Dr Autier is a staff member of the International Prevention Research Institute (IPRI), a body which is funded by industry and undertakes custom research for industry. This financial security allows Dr Autier the luxury of adopting a fallacious statistical argument, which may be welcomed by the pharmaceutical industry, but does them no credit because it is poorly thought out scientifically and poorly argued. Autier et al have presented lengthy statistical results which incorporate this scientific error, an error well understood by most experimentalists yet denied here by Autier.
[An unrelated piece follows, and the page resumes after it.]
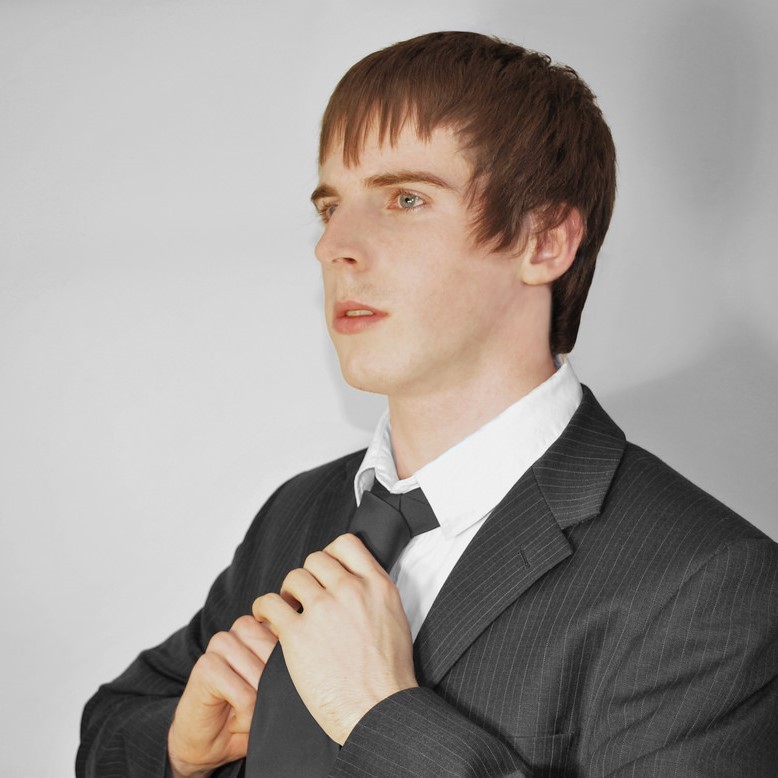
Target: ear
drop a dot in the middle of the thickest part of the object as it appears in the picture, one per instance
(549, 254)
His response below tells us what we know already but fails to address the scientific issue raised by my article in Public Health Nutrition (ref below).
REFERENCES:
The CORRIGENDUM in PHE:
ARTICLE ON AUTIER et al’s ERROR:
“Controlled trials of vitamin D, causality and type 2 statistical error.” Public Health Nutrition 2014
TWO REPORTS on vitamin D written by Gillie (summaries below) are available free from: www.healthresearchforum.org.uk :
“SUNLIGHT ROBBERY - Health benefits of sunlight are denied by current public health policy in the UK.” (2004), drew attention to the health benefits of sunbathing and vitamin D and inadequate public understanding of the issues. Alternative advice for the public on safe sun exposure, given in the book, differs in important ways from advice given by Cancer Research-UK, which has encouraged sun avoidance so risking serious vitamin D insufficiency and increasing overall risks of cancer. Sir Richard Doll commented on the book: “I am most impressed with the way Gillie has collected and presented the evidence”.
“SCOTLAND'S HEALTH DEFICIT - an explanation and a plan (2008)”, has drawn attention to vitamin D insufficiency in Scotland and the link with chronic disease. The central hypothesis of the book is that a substantial and significant portion of the excess mortality of Scotland compared with England is caused by vitamin D insufficiency. This excess mortality, known as “the Scottish effect”, cannot be explained by smoking, alcohol, diet or poverty. A subsidiary hypothesis is that major chronic diseases that are caused at least in part by D insufficiency (e.g. cancer, heart disease, MS etc) have a higher incidence in Scotland than in England. Evidence for these ideas is examined in the book and general support is found for them. Sir Muir Gray commented: “I was very impressed by the strength of evidence and by the conclusion…The work is of importance and a great achievement.”